‘World’s largest street art museum’ charts out the history of urban art through works directly inspired by the location – a post-apocalyptic-vibed former ship welding warehouse.
The NDSM shipyards already rates as a street art gallery: everywhere you look walls, cranes and containers are dripping with fresh paint applied by playful members of Amsterdam’s long-vibrant graffiti scene.
Now, inside a former welding warehouse where ships were (re)constructed, there’s an official street art museum – one that credibly claims with 7,000 square meters at its disposal to be the ‘world’s largest’. In an almost overwhelmingly vast post-industrial space, the museum collection of paintings, sculptures and installations charts out the history of street art, albeit in a rather roundabout way.
Outside looms a 24-meter high portrait of a smiling Anne Frank by Brazilian heavyweight Eduardo Kobra. The work is called ‘Let Me Be Myself’ – a fitting slogan indeed.
A long time coming
The museum was in the making for over five years as it dealt with pragmatics such as funding, leaky roofs and building up an actual collection.
Over those years, leading lights of the global street art scene were invited to the warehouse to create new work on canvases as big – or bigger – than most walls.
As of its opening, the main exhibition features 153 artworks by 140 artists from 32 nationalities – with names including Xoooox, Mike 171, Ox Alien, Phibs, United Painting, Guitar y Banjo, Seyb, Clandestinos, A Squid called Sebastian, Wayne Horse, Buff Monster and local hero Hugo Kaagman.

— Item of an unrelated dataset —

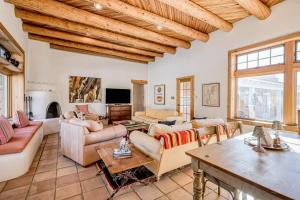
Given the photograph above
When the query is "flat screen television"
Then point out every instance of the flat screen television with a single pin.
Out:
(117, 96)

7,000 square meters of raw
The spaciousness made it possible to open the museum in October 2020, just as COVID-19’s second wave was gaining steam.
Of course, there’s some irony involved in displaying outdoor art inside. But the location does allow visitors to absorb more of the background of both the movement and the individual works – to learn more about the story behind the tags. Meanwhile, the atmosphere does remain suitably raw (and unheated).
As you leave, keep an eye out for work from another local hero Streetart Frankey. Just like the game, his Donkey Kong suddenly appears when you have played the museum right until the end.